Inflation: les mesures des banques centrales risquées pour l'activité?

Une inflation de 7,5% sur un an en mars dans la zone euro, de 6,5% aux Etats-Unis, la flambée des prix n'a plus rien de conjoncturelle et les banques centrales réfléchissent sérieusement à agir sur leurs politiques monétaires pour éteindre l'incendie qui pèse sur le pouvoir d'achat des consommateurs.
Le comité monétaire de la Fed (FOMC), organe qui fixe notamment les taux directeurs, "est prêt à agir plus fortement si les indices et perspectives d'inflation indiquent qu'une telle action est justifiée", a souligné Lael Brainard, gouverneure de la Fed, lors d'un discours virtuel de la Fed de Minneapolis.
"Il est primordial de faire ralentir l'inflation", a-t-elle poursuivi. Pour cela, la Fed "poursuivra le resserrement méthodique de la politique monétaire par une série de hausses de taux d'intérêt et en commençant à réduire le bilan à un rythme rapide dès (sa) réunion de mai". Rappelons que la banque centrale a déjà opéré une première hausse de ses taux.
Sortir de la politique accommodante
De son côté, la BCE a "commencé à ajuster" sa politique monétaire en vue d'une "normalisation", signifiant qu'elle sortira très progressivement de sa politique accommodante de rachats d'actifs et de taux bas, dès que "les conditions seront remplies", selon Christine Lagarde, sa présidente.

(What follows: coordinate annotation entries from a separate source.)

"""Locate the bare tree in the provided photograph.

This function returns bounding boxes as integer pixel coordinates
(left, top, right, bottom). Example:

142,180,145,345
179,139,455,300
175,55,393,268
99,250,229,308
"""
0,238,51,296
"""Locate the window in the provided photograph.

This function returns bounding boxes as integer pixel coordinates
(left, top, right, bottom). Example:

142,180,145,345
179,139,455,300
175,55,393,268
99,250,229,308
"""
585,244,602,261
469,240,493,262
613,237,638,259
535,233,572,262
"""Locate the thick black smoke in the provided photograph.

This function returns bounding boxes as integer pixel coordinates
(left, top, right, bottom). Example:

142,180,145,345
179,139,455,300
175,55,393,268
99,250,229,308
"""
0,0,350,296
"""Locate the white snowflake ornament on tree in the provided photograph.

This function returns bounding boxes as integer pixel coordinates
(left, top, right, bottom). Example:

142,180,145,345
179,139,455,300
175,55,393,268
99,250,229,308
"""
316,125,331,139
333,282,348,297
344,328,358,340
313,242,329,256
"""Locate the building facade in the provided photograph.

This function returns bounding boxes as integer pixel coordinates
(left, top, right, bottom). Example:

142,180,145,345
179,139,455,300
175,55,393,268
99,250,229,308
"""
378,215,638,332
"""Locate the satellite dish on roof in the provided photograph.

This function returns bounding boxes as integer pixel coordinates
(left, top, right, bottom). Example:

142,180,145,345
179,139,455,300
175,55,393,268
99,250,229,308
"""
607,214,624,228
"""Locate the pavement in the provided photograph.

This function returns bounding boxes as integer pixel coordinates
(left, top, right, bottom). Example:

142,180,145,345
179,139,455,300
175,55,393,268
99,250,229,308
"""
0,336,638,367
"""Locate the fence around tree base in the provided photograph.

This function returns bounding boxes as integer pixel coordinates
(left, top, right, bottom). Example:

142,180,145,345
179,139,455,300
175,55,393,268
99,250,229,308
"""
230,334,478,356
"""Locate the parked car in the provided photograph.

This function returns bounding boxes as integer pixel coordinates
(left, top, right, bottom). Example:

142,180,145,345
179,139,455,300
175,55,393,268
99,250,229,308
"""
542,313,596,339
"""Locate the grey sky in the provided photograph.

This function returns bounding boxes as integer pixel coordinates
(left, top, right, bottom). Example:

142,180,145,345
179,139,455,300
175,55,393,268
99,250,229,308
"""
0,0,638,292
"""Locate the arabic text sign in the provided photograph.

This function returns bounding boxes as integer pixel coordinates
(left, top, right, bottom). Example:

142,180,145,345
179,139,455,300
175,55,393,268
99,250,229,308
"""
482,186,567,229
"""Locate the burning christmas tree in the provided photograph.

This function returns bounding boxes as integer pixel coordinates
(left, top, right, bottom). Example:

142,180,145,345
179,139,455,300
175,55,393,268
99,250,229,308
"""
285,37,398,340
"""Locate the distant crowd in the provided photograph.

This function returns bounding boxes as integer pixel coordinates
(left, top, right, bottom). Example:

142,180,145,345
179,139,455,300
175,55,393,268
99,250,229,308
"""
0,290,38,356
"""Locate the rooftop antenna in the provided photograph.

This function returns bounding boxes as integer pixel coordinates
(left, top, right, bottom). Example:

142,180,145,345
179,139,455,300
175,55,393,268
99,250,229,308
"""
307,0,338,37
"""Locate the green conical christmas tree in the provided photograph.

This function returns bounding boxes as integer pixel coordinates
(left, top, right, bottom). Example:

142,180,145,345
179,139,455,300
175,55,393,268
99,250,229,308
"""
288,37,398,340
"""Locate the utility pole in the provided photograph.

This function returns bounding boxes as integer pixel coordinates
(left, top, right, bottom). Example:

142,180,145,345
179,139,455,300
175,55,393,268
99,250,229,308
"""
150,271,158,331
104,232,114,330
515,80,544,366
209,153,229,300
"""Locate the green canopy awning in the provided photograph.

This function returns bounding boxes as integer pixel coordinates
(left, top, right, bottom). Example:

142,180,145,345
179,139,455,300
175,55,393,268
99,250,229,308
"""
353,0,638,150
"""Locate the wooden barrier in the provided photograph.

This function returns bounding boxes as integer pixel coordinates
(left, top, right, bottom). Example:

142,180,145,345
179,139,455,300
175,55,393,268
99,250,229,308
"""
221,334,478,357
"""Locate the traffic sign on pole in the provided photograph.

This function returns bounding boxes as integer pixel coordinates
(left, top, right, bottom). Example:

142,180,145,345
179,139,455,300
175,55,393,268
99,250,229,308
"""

En mars, elle a décidé d'accélérer la réduction de ses achats nets d'actifs, lancés en 2015 alors que l'inflation stagnait largement sous les 2%.
Pour autant, des voix commencent à s'inquiéter de cette approche. Un resserrement trop rapide de la politique monétaire en zone euro, risquerait de plomber l'activité économique déjà fragilisée, a mis en garde mercredi Fabio Panetta, membre du directoire de la Banque centrale européenne (BCE).
Dans un discours prononcé en Italie, Fabio Panetta a fait valoir que cette flambée des prix, due en grande partie aux coûts élevés de l'énergie, échappait largement au contrôle de la BCE et qu'une intervention trop rapide de l'institution serait risquée.
"Demander à la seule politique monétaire de faire baisser l'inflation à court terme alors que les anticipations d'inflation restent bien ancrées serait extrêmement coûteux", affirme le responsable de la BCE.
Les prix de l'énergie échappent aux banques centrales
Le danger serait de plomber davantage l'économie de la zone euro alors que "les taux de croissance trimestriels seront très faibles cette année" et pourraient même passer "en territoire négatif".
"Un resserrement de la politique monétaire n'affecterait pas directement les prix de l'énergie et des produits alimentaires, qui sont influencés par des facteurs mondiaux et désormais par la guerre", a-t-il développé.
Pour faire baisser l'inflation à court terme, "nous devrions donc freiner massivement la demande intérieure", explique le membre du directoire, selon lequel "cela signifierait réduire considérablement l'activité réelle et l'emploi, faire baisser les salaires et les revenus", et ainsi "amplifier le sacrifice" déjà en cours.
Fabio Panetta estime en revanche que les gouvernements peuvent atténuer l'impact de la crise par le biais de mesures budgétaires.
Les gardiens de la monnaie unique tiennent leur prochaine réunion jeudi prochain, laissant augurer de discussions houleuses entre tenants d'une approche prudente, comme Fabio Panetta, et partisans d'une action plus déterminée de la BCE dont les taux d'intérêt campent toujours à la plus bas historique.